На гербе Академии Марсильо́н изображён заяц, перепрыгивающий башню – самое высокое (и, как утверждают, самое старое) сооружение в академии. Это единственная школа, куда стремятся дети из богатых и влиятельных семей с 10 лет. После 8 лет обучения выпускники могли поступать в любой университет – такую привилегию академия давала каждому, наравне с бесценными связями и безупречным образованием.

Дети чистокровных кровей, такие как Аделаида, пользовались в академии особыми привилегиями – не только среди одноклассников, но и среди преподавателей. Дружба и покровительство отпрысков старинных знатных семей значительно повышали статус в глазах остальных. Чистокровные составляли едва ли восьмую часть от общего числа учащихся, но это не мешало им влиять на остальных. Красивые, успешные в учёбе и спорте, они были негласными законодателями моды в студенческой среде. Многие старались им подражать, прислушивались к их мнению. Чистокровные обычно держались особняком, разделившись на группы по возрасту. Так или иначе, каждый из них состоял в родстве с другими, что ещё больше отделяло их от основной массы.

Основную же часть учащихся составляли дети «новой аристократии» – семей, которые купили себе место среди элиты или обладали деньгами и властью, не имея титула. Нередко они поступали не с первого раза, и всё ради того, чтобы завести полезные связи, которые станут пропуском в высшеё общество. Поэтому в Академии негласно соблюдалась строгая иерархия.

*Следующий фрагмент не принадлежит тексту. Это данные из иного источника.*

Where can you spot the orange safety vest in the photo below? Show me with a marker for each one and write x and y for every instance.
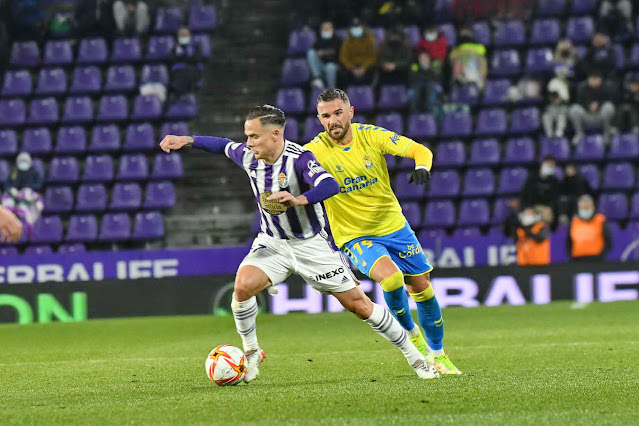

– У́неч! Сотри эту гадость с губ! Ты что, опять подогнула юбку? Почему я вижу твои колени? Бери пример с госпожи Павионик! – услышали подруги, пытаясь проскользнуть мимо преподавателя у входа в главный корпус.

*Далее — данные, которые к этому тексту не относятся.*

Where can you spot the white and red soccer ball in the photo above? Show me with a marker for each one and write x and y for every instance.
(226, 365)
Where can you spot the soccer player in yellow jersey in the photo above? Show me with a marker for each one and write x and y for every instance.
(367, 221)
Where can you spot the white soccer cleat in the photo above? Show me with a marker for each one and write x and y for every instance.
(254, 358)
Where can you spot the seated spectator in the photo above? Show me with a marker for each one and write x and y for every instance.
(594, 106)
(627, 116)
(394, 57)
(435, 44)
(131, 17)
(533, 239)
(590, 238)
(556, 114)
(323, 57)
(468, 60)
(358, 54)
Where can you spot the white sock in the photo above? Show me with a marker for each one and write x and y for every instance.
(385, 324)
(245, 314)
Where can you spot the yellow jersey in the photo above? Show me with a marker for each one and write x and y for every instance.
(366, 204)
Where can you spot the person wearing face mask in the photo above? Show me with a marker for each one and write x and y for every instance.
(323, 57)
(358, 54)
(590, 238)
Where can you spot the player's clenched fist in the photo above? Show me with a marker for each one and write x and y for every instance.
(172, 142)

– Я просто выросла, профессор! Форма стала мала, – крикнула Нина, подавляя смех и убегая вверх по широкой каменной лестнице.

Адель едва успела догнать её и утянуть в боковой коридор, в обход.

– Куда?.. – начала сопротивляться Нина, но, заметив группу старшеклассников у дальнего конца коридора и знакомую высокую фигуру среди них, нехотя последовала за Аделаидой.

– Какой смысл было краситься? – проворчала Адель, когда они шли к кабинету.

Она несколько раз оглядывалась назад, боясь, что их заметили.

– Ей когда-нибудь это надоест. Да и был шанс, что не увидит. Вообще-то это всё из-за тебя – ходишь, как монашка, ни сантиметра открытой кожи. Даже летом в колготках, застёгнутая на все пуговицы. Вот меня и одёргивают, сравнивая. Хоть бы юбку подколола или гольфы надела – сейчас никто так не ходит, – ворчала Нина.

– Это школьная форма, а не вечерне платье. Какая разница, какая длина? – отмахнулась Адель.

Они вошли в самую мрачную аудиторию школы. Полукруглый кабинет с партами, расположенными амфитеатром на семи уровнях. Окна выходили на север, и здесь всегда царил полумрак. За это кабинет прозвали «Колодцем».

Класс монотонно гудел от множества голосов. Ученики вяло переговаривались, часто зевая, хлопали крышками парт. После выходных никто не хотел возвращаться к учёбе.

Адель заняла место в третьем ряду, доставая учебники, в то время как Нина, бросив ей свою сумку, устремилась к группе девочек, среди которых были чистокровные. Аделаида давно привыкла, что Нина общается со многими, хотя считала себя её лучшей подругой. Она особенно дорожила их дружбой теперь, когда их общий друг А́льберт окончил Академию в прошлом году, и они остались вдвоём.

Обычно класс делился на группы, и с Аделаидой пытались подружиться лишь ради того, чтобы узнать что-то о её прошлом или завести «полезное» знакомство со знаменитой семьёй. Аделаида завидовала общительности Нины, её умению легко находить общий язык с кем угодно, не заботясь о чужом мнении. Сама же она чаще оставалась в одиночестве, ожидая подругу. Неудачи в общении с одноклассниками сделали Адель замкнутой, стремящейся оставаться в тени и привлекать как можно меньше внимания. Однако это не помешало ей прочно закрепиться в списке лучших учеников.